Preheat your oven to 180c fan forced. Line a square baking tin, no larger than 20x20cm with baking paper.
In a large mixing bowl combine the sorghum flour, quinoa flakes, roughly ground macadamia nuts, cinnamon, salt and psyllium husks. Make a well in the centre and add the rice syrup and coconut oil and use a wooden spoon to mix well bringing to a wet and crumbly mixture (you can also use your hands to combine the dough mixture if you find this easier – you want the mix to hold together if you compress it between your fingers).
Spoon 2/3rds of the mixture into your lined square baking dish and press down firmly. Place in the oven and bake for 15 minutes or until golden brown around the edges.
Remove the base from the oven and spoon over the blended mango.
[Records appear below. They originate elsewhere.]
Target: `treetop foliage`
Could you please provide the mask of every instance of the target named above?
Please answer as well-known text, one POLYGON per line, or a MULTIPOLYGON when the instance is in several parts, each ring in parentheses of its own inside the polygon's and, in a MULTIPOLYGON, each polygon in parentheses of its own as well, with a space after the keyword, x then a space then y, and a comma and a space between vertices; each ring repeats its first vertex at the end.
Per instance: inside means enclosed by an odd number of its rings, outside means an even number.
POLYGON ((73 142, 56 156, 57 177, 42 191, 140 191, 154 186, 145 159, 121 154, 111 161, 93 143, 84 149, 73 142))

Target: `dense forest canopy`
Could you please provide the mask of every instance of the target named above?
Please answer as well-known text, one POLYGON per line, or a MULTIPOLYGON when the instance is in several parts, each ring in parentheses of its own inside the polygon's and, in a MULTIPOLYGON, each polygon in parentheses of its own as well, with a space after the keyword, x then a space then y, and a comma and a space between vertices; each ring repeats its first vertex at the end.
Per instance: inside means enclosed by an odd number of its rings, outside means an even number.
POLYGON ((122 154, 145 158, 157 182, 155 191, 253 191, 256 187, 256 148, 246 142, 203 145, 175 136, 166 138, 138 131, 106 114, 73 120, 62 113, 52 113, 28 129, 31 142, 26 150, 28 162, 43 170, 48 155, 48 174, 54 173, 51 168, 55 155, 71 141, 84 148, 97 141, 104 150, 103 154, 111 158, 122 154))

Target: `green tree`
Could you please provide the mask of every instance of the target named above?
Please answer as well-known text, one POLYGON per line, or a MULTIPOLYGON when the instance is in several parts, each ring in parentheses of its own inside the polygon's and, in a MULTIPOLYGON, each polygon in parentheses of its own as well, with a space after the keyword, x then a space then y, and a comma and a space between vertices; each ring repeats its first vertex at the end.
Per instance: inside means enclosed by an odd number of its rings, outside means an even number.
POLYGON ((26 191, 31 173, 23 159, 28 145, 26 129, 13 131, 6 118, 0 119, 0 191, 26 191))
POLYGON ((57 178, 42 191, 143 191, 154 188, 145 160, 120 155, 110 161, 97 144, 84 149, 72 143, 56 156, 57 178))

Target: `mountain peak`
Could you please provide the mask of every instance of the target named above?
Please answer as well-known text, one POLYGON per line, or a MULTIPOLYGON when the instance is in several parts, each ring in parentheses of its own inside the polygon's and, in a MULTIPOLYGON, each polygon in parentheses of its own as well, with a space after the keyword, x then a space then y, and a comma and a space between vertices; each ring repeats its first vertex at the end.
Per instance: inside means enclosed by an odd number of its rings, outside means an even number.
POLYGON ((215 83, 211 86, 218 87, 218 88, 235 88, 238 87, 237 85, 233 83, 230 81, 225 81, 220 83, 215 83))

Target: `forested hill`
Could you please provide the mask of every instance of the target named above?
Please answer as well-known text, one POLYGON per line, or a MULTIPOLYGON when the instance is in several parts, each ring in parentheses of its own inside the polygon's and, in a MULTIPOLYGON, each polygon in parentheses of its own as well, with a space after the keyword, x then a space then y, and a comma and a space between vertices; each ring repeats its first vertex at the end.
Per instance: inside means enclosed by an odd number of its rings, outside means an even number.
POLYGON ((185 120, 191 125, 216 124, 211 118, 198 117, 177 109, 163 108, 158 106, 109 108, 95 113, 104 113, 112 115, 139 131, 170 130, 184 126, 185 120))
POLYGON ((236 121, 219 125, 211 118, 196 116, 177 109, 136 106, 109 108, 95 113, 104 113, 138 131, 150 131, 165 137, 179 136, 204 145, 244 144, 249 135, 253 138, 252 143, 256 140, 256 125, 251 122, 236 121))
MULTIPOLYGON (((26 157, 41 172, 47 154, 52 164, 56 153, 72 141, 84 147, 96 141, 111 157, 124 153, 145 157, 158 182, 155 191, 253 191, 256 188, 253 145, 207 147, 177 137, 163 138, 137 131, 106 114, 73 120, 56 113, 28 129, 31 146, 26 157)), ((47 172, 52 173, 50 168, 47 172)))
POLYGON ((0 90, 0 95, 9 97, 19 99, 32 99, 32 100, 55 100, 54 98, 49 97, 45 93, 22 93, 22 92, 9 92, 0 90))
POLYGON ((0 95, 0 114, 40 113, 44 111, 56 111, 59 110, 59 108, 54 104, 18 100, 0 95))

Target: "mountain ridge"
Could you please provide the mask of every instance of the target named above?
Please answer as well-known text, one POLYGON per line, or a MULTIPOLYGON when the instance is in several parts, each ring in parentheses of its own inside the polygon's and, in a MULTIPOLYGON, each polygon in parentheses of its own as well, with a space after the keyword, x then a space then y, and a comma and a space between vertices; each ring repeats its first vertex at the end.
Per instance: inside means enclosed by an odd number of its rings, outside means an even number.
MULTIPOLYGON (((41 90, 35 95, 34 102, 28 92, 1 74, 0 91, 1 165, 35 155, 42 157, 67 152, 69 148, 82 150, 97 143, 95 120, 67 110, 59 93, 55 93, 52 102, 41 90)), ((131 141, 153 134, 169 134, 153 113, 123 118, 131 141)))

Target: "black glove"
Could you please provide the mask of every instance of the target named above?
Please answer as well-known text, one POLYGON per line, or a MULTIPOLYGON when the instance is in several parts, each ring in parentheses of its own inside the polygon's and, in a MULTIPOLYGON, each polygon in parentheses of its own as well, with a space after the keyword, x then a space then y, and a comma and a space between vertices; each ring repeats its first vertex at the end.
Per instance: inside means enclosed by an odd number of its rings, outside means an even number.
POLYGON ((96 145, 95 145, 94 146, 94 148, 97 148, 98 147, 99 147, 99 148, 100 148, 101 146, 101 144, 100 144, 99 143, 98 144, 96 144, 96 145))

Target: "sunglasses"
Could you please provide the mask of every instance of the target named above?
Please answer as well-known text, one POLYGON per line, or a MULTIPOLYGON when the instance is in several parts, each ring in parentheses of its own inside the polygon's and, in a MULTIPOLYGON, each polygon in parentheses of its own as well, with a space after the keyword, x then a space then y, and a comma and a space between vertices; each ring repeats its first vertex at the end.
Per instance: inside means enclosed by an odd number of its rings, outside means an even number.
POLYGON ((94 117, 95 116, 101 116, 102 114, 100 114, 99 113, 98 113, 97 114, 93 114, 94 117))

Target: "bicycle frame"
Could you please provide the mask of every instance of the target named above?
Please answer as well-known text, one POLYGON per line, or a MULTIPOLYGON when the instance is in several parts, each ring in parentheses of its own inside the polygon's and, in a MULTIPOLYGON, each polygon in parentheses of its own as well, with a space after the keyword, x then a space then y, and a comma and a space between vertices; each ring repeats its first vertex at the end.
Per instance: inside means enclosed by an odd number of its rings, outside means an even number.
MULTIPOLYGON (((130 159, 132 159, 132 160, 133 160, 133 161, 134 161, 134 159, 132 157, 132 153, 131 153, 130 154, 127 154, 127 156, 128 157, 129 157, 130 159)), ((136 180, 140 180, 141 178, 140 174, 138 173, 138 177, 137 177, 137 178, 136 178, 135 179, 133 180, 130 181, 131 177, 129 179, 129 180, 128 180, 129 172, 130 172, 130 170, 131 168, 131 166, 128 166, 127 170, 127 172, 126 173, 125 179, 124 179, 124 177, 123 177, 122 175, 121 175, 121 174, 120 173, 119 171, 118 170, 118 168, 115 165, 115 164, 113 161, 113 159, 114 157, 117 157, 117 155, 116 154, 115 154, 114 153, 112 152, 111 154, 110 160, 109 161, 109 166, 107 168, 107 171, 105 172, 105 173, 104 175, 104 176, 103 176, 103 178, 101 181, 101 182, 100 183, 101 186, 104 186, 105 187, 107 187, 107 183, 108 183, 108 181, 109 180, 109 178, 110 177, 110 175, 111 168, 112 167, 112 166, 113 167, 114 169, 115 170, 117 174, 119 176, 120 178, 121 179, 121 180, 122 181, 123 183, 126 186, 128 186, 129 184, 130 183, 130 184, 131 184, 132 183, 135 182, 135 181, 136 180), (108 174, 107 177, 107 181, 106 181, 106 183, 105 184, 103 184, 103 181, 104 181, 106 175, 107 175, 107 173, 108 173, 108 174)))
Take the remaining crumble and sprinkle over the top of the mango. Place the baking dish back in the oven for 30 minutes, or until crumble topping is golden brown.
Remove from the oven and let cool in the tin for at least 20 minutes before carefully removing by lifting the slice out using the edges of the baking paper. Otherwise, cut directly in the tin. Gorgeous served alone, but made even more delicious served with dairy free yoghurt or whipped coconut cream.